Hostes, pilot kabinine koşarak gitti. Kaptan pilota durumu anlatmış olmalı, pilot telâşla geldi,
– “Kim, hangisi?” diye sordu. Kız da Hasan Süzer’i gösterdi. Kaptan baktı,
-“Merhaba Hasan Bey” dedi, meğer tanıyormuş. THY mensupları, Hasan’ın Malatya’daki otelinde kalırlarmış.
– “Hasan Bey nasılsınız, bir yolcu, sizi deli diye hosteslere göstermiş. Kızlar o yüzden korkmuş. Kusura bakmayın” deyince, Hasan başını bana çevirdi, -“Bunu şu alçaktan başka kimse yapmamıştır” dedi.
Uçakta bir şamatadır gitti.
Istanbul’da Perapalas’a geldik.
Çantamla, baklava tepsisini ve viskiyi odama çıkarıp, aşağı indim. Eski Milli Birlik Komitesi üyesi Irfan Solmazer ile Mersin’de nakliyatçılık yapan hemşerimiz ve arkadaşım Ihsan Akıncıgil de oradaydı. Oturduk, sohbet ettik. Kalktım, Istanbul’daki avukat hanıma telefon ettim, kendisine Antep’ten baklava ile viski getirdiğimi, yarın otele uğrayıp almasını söyledim.
Sabahleyin gelip aldı. Ertesi gün akşam da telefon etti, tepside hamur bulunduğunu, misafirlerine ikram etmek istediği viskinin de çay suyu olduğunu söyledi,
– “Benimle dalga mı geçiyorsun, ayıp değil mi?” diye fırça da attı.
Işi, önce anlamadım, hamur derken baklavanın iyi pişmediğini imâ ediyor sandım,
-“Isıt da ye” dedim.
Viskinin çay suyu olmasına da aklım ermedi. Çünkü Antep’te belli yerden almıştım. Onları getirmesini söyledim. Antep’e, baklavayı aldığım Burhan İnal’a telefon ettim. Acaba kalfaları, dükkanı mı baltalıyordu, kasıtlı mı yapmışlardı? Burhan Inal, baklavaya kıvamı kendi eliyle gezdirdiğini, öyle bir şey olamayacağını, yemin billah izah etti.
Irfan Solmazer’le Ihsan Akıncıgil ve Hasan Süzer’in oturdukları masaya geldim.
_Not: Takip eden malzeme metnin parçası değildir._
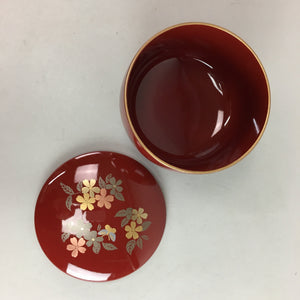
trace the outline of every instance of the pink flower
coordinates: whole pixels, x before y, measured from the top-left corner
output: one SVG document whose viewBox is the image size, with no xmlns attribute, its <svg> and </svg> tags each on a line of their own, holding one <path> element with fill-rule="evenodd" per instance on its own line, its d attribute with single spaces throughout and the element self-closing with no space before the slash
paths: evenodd
<svg viewBox="0 0 300 300">
<path fill-rule="evenodd" d="M 82 247 L 85 244 L 85 240 L 80 238 L 78 241 L 76 237 L 70 239 L 71 244 L 67 245 L 67 250 L 72 251 L 71 255 L 73 257 L 78 256 L 78 252 L 85 253 L 86 248 Z"/>
<path fill-rule="evenodd" d="M 105 208 L 110 209 L 111 208 L 111 202 L 114 201 L 114 196 L 108 195 L 106 196 L 106 189 L 100 190 L 100 195 L 96 195 L 95 199 L 98 201 L 97 205 L 99 207 L 105 206 Z"/>
</svg>

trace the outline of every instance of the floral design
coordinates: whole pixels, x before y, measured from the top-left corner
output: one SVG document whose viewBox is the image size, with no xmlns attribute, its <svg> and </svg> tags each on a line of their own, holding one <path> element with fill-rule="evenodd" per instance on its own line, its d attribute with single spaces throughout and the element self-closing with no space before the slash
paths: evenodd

Ben anlatırken, onlar gülüşüp duruyorlardı. Baklava tepsisiyle viski şişesi geldi. Hakikaten tepside bildiğimiz çig hamur vardı, viski şişesi de çay renginde bir sıvıyla doluydu. Hamuru bir kutuya aldırdım, viski şişesini de odaya çıkardım.
Hasan Süzer’le Ihsan Akıncıgil,
-“Sana böyle bir şeyi nasıl yaparlar? Ayıp değil mi?”
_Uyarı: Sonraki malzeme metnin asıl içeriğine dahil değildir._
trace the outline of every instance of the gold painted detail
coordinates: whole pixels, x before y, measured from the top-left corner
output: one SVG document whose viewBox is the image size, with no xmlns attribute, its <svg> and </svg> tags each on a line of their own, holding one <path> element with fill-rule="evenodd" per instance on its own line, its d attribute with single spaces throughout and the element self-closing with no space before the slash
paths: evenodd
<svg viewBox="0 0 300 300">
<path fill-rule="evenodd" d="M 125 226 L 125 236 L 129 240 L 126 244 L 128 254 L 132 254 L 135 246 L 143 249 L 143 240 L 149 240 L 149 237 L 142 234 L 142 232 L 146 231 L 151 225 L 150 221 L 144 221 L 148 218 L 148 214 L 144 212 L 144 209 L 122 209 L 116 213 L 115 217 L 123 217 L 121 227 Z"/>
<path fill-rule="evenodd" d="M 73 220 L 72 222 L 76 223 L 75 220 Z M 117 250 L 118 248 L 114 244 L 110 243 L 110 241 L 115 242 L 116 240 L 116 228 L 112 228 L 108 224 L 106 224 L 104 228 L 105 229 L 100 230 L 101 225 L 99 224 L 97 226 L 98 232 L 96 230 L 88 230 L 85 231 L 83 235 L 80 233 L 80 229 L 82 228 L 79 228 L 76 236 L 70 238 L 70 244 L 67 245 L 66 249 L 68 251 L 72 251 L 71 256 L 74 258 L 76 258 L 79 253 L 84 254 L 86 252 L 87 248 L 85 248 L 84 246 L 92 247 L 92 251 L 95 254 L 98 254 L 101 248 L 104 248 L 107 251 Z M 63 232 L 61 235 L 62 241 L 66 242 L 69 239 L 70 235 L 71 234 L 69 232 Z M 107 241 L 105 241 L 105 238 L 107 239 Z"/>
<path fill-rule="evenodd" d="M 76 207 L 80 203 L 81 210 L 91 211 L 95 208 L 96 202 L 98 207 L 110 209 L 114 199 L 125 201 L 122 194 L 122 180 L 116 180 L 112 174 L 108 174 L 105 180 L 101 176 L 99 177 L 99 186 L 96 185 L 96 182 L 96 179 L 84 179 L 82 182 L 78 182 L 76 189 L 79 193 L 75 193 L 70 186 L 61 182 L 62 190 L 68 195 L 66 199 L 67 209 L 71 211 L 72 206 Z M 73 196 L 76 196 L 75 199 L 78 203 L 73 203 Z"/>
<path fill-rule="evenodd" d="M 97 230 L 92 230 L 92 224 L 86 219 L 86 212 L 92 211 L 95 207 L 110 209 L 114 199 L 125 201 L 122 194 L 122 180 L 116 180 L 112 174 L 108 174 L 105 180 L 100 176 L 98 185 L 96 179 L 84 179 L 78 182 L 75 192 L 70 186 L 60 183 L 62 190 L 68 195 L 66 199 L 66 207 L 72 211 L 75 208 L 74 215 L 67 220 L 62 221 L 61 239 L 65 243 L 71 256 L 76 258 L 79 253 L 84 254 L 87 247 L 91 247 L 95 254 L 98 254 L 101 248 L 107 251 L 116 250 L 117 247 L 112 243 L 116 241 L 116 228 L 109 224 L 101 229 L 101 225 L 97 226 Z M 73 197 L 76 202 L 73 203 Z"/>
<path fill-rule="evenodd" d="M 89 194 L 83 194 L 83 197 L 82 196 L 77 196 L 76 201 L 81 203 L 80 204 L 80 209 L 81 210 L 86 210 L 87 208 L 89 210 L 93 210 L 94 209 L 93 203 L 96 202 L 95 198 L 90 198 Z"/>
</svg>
diye beni boyuna tahrik ediyorlardı. Hamurla çay suyunu Antep’e getirdim. Burhan Inal’ın yanına gittim, kutudaki hamuru önüne bıraktım. Adam şaştı kaldı. Dükkanında böyle bir şey olmayacağını, yemin ederek tekrar tekrar söyledi.
Viskiyi aldığım yere gittim. o adam da dükkanında kesinlikle öyle alavere dalavere olmayacağına beni inandirdı.
Otele döndüm, bu işin nasıl olduğunu düşünmeye başladım. Çok rahatsızdım. Hasan Süzer’le Ihsan Akıncıgil böyle bir şey yapabilirler mi ihtimali üzerinde kafa yormaya başladım. Olabilirdi. Bu iş Perapalas’ın restoranında tezgahlanmış olabilirdi. Çünkü, restoranda hamur işleri de vardı.
Mersin’e Ihsan Akıncıgil’e telefon açıp doğrudan hücuma geçtim.
-“Bana niye bunu yaptın, utanmadın mı?” deyince,
-“Benim yaptığımı kim söyledi” dedi,
-“Hasan söyledi” cevabını verdim,
-“Yok Zelzele. Baklavayı değiştiren de, viski şişesini boşaltıp, çay suyu dolduran da vallahi kendisi, hatta irfan Solmazer’le ben karşı çıktık, hediye edeceği hanımdan ayıp olur, yapma dedik. Bize, uçakta kendisini hosteslere deli, eroin kaçakçısı diye tanıttığını, yolculara rezil ettiğini, senden intikam alacağını söyledi” dedi. Sonra Hasan Süzer’i aradım. Ağzıma geleni söyledim. Güldü, “Delinin, eroin kaçakçısının intikamı böyle olur. Beğenmedin mi?” dedi. Birbirimize kızamadık ama, avukat hanım bana çok kızmıştı.